Olympic medal record

Men's Rugby union

= Nicholas Tregurtha =

British rugby union player

Nicholas Jacob Tregurtha (14 Dec 1884 - 14 May 1964) was a British rugby union player who competed in the 1908 Summer Olympics. He was born in St. Ives, Cornwall, United Kingdom. He died in 1964 in Bodmin, Cornwall. He was a member of the British rugby union team, which won the silver medal.

== Career ==
A fisherman by trade, Tregurtha played his club rugby for St Ives RFC. In 1905, he received his first call up to play in the County Championship for Cornwall by the Cornwall Rugby Football Union. He was a part of Cornwall's victorious 1907–08 Rugby Union County Championship winning team. He played in the final against Durham Rugby Football Union and scored a try to win the County Championship for Cornwall for the first time.

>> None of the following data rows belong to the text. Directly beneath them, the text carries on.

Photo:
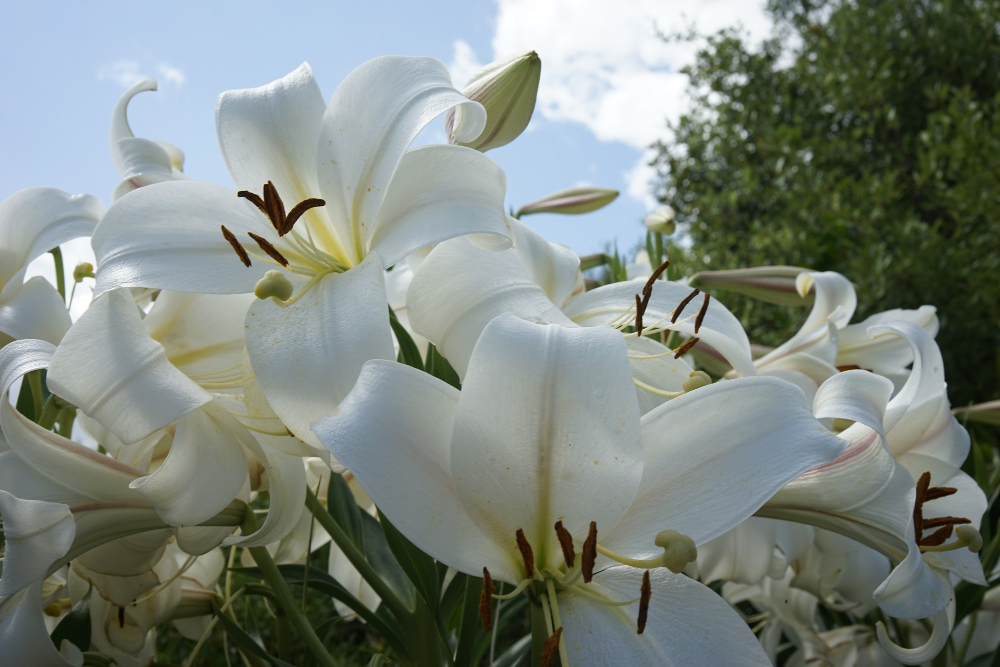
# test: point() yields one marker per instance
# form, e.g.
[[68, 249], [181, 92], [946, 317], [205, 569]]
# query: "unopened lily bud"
[[570, 202], [661, 220], [773, 284], [83, 270], [697, 380], [506, 89], [274, 283], [678, 550]]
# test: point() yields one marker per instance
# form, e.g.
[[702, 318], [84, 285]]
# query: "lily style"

Due to Cornwall winning the County Championship, they were selected to represent Great Britain and Ireland at the 1908 Summer Olympics due to the Home Nations not entering a team. Tregurtha was selected as a part of the Great Britain team. He played for Cornwall in a warm up match against the Australia national rugby union team three weeks before the Olympics. The rugby at the 1908 Summer Olympics meant Great Britain played Australasia in the final at White City Stadium, London with Tregurtha playing. Great Britain lost in the final but won the silver medal.

Tregurtha continued to play rugby for Cornwall, playing for them in 52 consecutive games until suffering an injury against the touring South Africa national rugby union team in 1912. He later emigrated to Canada.